You can find and review the training script here: finetune_ds.sh

MODEL="MiniCPM-o-2_6" # or "openbmb/MiniCPM-V-4", "openbmb/MiniCPM-V-2_6", "openbmb/MiniCPM-Llama3-V-2_5", "openbmb/MiniCPM-V-2"
DATA="path/to/trainging_data" # json file
EVAL_DATA="path/to/test_data" # json file
LLM_TYPE="qwen" # if use openbmb/MiniCPM-V-2, please set LLM_TYPE=minicpm, if use openbmb/MiniCPM-Llama3-V-2_5, please set LLM_TYPE="llama3",
# if use openbmb/MiniCPM-o-2_6 or openbmb/MiniCPM-V-2_6, please set LLM_TYPE=qwen
# if use openbmb/MiniCPM-V-4, please set LLM_TYPE=llama

To launch your training, run the following script:

sh finetune_ds.sh

3. LoRA Fine-tuning

LoRA allows light-weight model tuning with only a small subset of parameters updated. We provide the LoRA implementation based on peft. To launch your training, run the following script:

You can find and review the training script here: finetune_lora.sh

MODEL="MiniCPM-o-2_6" # or "openbmb/MiniCPM-V-4", "openbmb/MiniCPM-V-2_6", "openbmb/MiniCPM-Llama3-V-2_5", "openbmb/MiniCPM-V-2"
DATA="path/to/trainging_data" # json file
EVAL_DATA="path/to/test_data" # json file
LLM_TYPE="qwen" # if use openbmb/MiniCPM-V-2, please set LLM_TYPE=minicpm, if use openbmb/MiniCPM-Llama3-V-2_5, please set LLM_TYPE="llama3",
# if use openbmb/MiniCPM-o-2_6 or openbmb/MiniCPM-V-2_6, please set LLM_TYPE=qwen
# if use openbmb/MiniCPM-V-4, please set LLM_TYPE=llama

To launch your training, run the following script:

sh finetune_lora.sh

4. Loading a Fine-tuned Model

After training (either full-parameter or LoRA), you can load the model with the path to the adapter. We advise you to use absolute path for your pretrained model, because LoRA only saves the adapter and the absolute path in the adapter configuration json file is used for finding out the pretrained model to load.

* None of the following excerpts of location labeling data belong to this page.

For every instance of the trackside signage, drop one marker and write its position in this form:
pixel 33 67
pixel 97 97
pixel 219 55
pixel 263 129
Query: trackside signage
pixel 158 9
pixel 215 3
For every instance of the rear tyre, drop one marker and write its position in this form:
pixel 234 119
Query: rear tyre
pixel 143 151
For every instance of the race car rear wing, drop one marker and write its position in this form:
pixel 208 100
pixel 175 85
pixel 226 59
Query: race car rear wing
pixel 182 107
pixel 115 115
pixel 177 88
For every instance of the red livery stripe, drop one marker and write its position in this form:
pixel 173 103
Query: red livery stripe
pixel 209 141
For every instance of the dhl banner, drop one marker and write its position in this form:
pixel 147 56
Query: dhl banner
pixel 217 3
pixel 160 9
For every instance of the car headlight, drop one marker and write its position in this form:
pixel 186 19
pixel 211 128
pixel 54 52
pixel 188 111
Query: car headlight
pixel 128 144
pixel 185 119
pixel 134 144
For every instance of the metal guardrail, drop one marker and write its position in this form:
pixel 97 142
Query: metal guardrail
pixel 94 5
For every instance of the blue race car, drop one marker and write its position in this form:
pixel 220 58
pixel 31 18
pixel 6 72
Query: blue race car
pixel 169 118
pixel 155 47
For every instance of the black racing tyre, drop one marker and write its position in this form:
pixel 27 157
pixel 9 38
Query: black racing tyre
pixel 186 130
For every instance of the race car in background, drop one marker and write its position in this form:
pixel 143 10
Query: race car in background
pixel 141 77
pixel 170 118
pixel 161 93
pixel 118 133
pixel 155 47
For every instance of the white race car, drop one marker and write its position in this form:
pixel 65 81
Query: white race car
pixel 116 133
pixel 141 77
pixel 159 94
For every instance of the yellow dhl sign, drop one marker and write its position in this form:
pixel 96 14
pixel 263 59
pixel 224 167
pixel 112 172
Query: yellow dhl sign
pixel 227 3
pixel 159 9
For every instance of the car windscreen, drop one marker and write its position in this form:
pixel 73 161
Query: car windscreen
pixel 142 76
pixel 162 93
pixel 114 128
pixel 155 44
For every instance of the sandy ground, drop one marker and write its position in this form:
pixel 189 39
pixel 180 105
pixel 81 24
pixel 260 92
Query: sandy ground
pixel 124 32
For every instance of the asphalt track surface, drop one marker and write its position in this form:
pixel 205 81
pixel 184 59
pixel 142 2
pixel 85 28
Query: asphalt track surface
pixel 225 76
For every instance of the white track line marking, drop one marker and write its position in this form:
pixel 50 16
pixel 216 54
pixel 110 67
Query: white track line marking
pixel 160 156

from peft import PeftModel
from transformers import AutoModel

model_type = "openbmb/MiniCPM-o-2_6"  # or "openbmb/MiniCPM-V-4", "openbmb/MiniCPM-V-2_6", "openbmb/MiniCPM-Llama3-V-2_5", "openbmb/MiniCPM-V-2"
path_to_adapter = "path_to_your_fine_tuned_checkpoint"

model = AutoModel.from_pretrained(
    model_type,
    trust_remote_code=True,
)

lora_model = PeftModel.from_pretrained(
    model,
    path_to_adapter,
    device_map="auto",
    trust_remote_code=True,
).eval().cuda()

5. Memory Usage Statistics

The following table presents the memory usage when fine-tuning using NVIDIA A100 (80 GiB) GPUs with DeepSpeed Zero-3, gradient checkpointing, and CPU offloading (max length 2048, batch size 1).

Fine-tuning Method GPUs: 2 GPUs: 4 GPUs: 8
LoRA 14.4 GiB 13.6 GiB 13.1 GiB
Full-parameter 16.0 GiB 15.8 GiB 15.6 GiB

Refer to DeepSpeed Zero stages to further reduce memory cost.